Uber rutscht tiefer denn je in die Verlustzone

Minus von fast 1,5 Milliarden Dollar im dritten Quartal

| Autor: Christoph Seyerlein

(Bild: Uber)

Verluste sind bei Uber nichts Neues. Bislang ist es dem Fahrdienstleister nie gelungen, schwarze Zahlen zu schreiben. Im dritten Quartal hat das umstrittene Unternehmen das eigene Geldverbrennen aber noch einmal auf ein neues Level gehoben. Einige Medien, darunter die Nachrichtenagentur „Reuters“ und die „Financial Times“ berichten mit Verweis auf Insider, dass Uber allein zwischen Juli und September 2017 bei einem Nettoumsatz von rund zwei Milliarden Dollar (+14 %) einen Verlust von 1,46 Milliarden Dollar angehäuft hat.

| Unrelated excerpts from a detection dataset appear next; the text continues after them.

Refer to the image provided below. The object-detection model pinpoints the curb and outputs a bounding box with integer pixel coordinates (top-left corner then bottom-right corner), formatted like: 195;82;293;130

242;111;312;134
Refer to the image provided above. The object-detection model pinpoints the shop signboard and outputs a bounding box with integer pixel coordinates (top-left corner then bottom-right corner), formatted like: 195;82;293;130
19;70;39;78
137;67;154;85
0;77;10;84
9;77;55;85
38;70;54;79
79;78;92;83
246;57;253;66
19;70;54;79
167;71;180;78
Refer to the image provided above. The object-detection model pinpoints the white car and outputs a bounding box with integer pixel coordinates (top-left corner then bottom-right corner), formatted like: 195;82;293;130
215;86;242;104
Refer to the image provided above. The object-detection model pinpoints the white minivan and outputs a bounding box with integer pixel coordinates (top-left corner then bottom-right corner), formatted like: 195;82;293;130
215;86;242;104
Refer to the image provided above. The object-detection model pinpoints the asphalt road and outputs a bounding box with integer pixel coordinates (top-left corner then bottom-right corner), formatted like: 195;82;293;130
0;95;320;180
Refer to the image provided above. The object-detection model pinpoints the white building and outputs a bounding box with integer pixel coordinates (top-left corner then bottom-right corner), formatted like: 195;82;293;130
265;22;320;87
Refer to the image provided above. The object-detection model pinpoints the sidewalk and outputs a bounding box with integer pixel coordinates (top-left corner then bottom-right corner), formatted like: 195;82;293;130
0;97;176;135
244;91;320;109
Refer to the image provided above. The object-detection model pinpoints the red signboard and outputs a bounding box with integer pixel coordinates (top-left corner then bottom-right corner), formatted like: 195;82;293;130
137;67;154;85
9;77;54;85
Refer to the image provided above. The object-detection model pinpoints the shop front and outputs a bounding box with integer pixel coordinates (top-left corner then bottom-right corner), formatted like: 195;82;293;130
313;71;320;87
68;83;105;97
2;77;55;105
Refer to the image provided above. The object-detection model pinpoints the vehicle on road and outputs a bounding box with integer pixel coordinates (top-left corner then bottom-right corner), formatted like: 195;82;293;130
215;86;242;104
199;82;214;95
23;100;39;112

Im zweiten Quartal hatte das Minus noch bei 1,06 Milliarden Dollar gelegen. Damit zeichnet sich ab, dass Uber den eigenen Jahresverlust von mehr als drei Milliarden Dollar aus 2016 noch einmal übertreffen wird.

Uber war zuletzt immer wieder negativ in den Schlagzeilen gestanden, unter anderem wegen eines Sexismus-Skandals. Im Sommer hatte der schon lange unter Beschuss geratene Gründer Travis Kalanick seinen Chefposten räumen müssen. Seitdem leitet Dara Khosrowshahi bei Uber die Geschicke. Aber auch der ehemalige Expedia-Chef hatte keinen guten Start, musste er doch erst vergangene Woche einräumen, dass Uber den Diebstahl von gut 50 Millionen Kundendaten über ein Jahr lang vertuscht hatte.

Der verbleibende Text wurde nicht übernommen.